Everlane falls short. American Fashion Distribution Group Will reduce its headquarter staff by 17% and retail staff by 3% To cope with the increase in costs, which means the dismissal of 8.6% of the company’s employees, according to an internal communication intercepted business of fashion,
Specifically, Everlane Justified the decision by attributing the impact of inflation and consumer fear to the fall in demand due to a possible recession. The objective of the company is to recover profitability.
In November 2022, Everlane signed a $25 million loan deal with Gordon Brothers to fuel its growth. In September, the company raised ninety million dollars through a financing round aimed at refinancing its debt and increasing its liquidity.
Everlane will lay off 17% of its employees in offices and 3% in retail
in recent months, Everlane has launched a transformation plan promoted by Andrea O’Donnell, who Joined the company as CEO in October 2021 Replaced Ugg with the position of Brand Director of Deckers Group.

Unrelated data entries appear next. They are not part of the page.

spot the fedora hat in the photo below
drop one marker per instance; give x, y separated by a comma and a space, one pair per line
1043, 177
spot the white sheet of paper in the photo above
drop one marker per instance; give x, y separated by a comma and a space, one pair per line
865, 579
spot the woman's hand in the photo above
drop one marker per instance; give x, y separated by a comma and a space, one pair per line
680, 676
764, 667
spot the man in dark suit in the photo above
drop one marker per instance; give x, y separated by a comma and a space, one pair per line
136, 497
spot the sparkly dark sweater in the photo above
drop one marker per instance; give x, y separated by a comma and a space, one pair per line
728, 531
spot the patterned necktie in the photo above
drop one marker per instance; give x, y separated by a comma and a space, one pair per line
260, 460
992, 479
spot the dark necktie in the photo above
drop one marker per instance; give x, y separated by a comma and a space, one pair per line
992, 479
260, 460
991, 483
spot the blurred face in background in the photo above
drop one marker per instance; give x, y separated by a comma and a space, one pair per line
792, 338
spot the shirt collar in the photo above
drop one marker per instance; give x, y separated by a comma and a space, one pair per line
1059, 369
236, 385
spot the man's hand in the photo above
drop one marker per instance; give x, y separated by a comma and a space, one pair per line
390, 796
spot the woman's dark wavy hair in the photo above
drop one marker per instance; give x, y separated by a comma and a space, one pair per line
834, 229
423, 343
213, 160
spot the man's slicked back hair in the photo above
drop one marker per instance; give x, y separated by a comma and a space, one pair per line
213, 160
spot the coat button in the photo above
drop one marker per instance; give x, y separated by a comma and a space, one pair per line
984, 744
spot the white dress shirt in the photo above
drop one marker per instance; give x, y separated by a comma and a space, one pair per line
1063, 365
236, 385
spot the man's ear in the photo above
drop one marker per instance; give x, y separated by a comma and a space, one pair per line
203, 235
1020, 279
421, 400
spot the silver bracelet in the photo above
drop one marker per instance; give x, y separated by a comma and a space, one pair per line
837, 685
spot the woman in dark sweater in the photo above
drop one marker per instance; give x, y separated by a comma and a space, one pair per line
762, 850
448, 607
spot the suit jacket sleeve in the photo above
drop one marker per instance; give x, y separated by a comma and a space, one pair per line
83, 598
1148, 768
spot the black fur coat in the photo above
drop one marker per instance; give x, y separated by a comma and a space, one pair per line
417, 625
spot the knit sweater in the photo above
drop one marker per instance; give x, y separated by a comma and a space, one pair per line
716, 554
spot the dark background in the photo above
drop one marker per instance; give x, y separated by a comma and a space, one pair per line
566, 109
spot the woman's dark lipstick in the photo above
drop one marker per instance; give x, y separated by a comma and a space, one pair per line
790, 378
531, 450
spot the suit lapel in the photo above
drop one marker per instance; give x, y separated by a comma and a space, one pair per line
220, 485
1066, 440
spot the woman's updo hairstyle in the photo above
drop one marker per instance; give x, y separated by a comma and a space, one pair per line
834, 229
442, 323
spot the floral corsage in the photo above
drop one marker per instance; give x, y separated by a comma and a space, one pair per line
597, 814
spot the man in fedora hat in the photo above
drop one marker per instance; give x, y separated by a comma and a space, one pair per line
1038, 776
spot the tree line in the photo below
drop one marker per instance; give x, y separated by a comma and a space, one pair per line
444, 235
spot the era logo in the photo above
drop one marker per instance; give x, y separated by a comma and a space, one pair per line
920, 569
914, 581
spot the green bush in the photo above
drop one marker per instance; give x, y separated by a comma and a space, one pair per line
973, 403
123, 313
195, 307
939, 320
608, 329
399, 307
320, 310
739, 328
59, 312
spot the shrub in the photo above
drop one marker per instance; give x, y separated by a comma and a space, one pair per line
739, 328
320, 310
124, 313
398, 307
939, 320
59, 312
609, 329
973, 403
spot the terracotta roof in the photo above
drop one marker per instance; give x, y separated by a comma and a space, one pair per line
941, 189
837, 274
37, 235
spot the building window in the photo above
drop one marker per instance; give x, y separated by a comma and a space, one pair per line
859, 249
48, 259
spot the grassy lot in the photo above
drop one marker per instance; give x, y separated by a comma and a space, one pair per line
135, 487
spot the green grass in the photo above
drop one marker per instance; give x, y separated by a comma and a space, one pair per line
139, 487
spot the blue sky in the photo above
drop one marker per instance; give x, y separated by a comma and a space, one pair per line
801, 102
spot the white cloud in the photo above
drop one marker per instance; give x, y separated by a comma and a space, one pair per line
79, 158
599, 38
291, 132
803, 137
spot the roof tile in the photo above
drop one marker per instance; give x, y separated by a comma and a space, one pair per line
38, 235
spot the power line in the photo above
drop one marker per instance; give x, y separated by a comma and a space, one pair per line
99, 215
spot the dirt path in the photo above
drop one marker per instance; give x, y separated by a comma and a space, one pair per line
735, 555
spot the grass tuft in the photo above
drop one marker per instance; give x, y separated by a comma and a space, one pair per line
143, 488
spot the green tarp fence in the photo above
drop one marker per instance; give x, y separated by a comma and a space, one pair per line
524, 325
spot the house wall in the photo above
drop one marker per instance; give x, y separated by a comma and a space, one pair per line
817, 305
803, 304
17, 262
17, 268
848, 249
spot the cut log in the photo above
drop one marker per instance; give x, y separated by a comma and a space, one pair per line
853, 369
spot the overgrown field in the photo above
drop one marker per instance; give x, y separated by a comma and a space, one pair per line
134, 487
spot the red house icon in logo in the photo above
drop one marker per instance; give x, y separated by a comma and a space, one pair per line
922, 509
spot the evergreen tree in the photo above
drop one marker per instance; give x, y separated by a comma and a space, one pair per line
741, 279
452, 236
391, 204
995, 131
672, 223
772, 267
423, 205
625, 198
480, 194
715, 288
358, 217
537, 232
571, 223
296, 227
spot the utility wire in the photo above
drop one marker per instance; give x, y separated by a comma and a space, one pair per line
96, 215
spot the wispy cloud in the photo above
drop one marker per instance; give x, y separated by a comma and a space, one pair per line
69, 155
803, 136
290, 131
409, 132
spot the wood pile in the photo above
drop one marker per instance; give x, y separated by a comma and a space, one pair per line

This new strategy involves “injecting more fashion” into the product.enhance, enhance the concept of a collection as opposed to individual items story telling of brands and enter the multi-brand channel for the first time.
As part of its transformation, the company recently hired a new creative director, Mathilde Mader, who has worked with designers like Kim Jones and Sonia Rykiel in the past. The designers will work hand-in-hand with Shu Hung, who has taken over as Creative Director from May 2021.
more layoffs in fashion
Today, another fashion distribution operator has announced massive layoffs in its office team to reduce costs: Stitch Fix. american online fashion company Will reduce its workforce by 20% and close one of its distribution centers in Salt Lake City,
except, Elizabeth Spaulding will step down as CEO, Stitch Fix has appointed company founder Katrina Lake as interim CEO.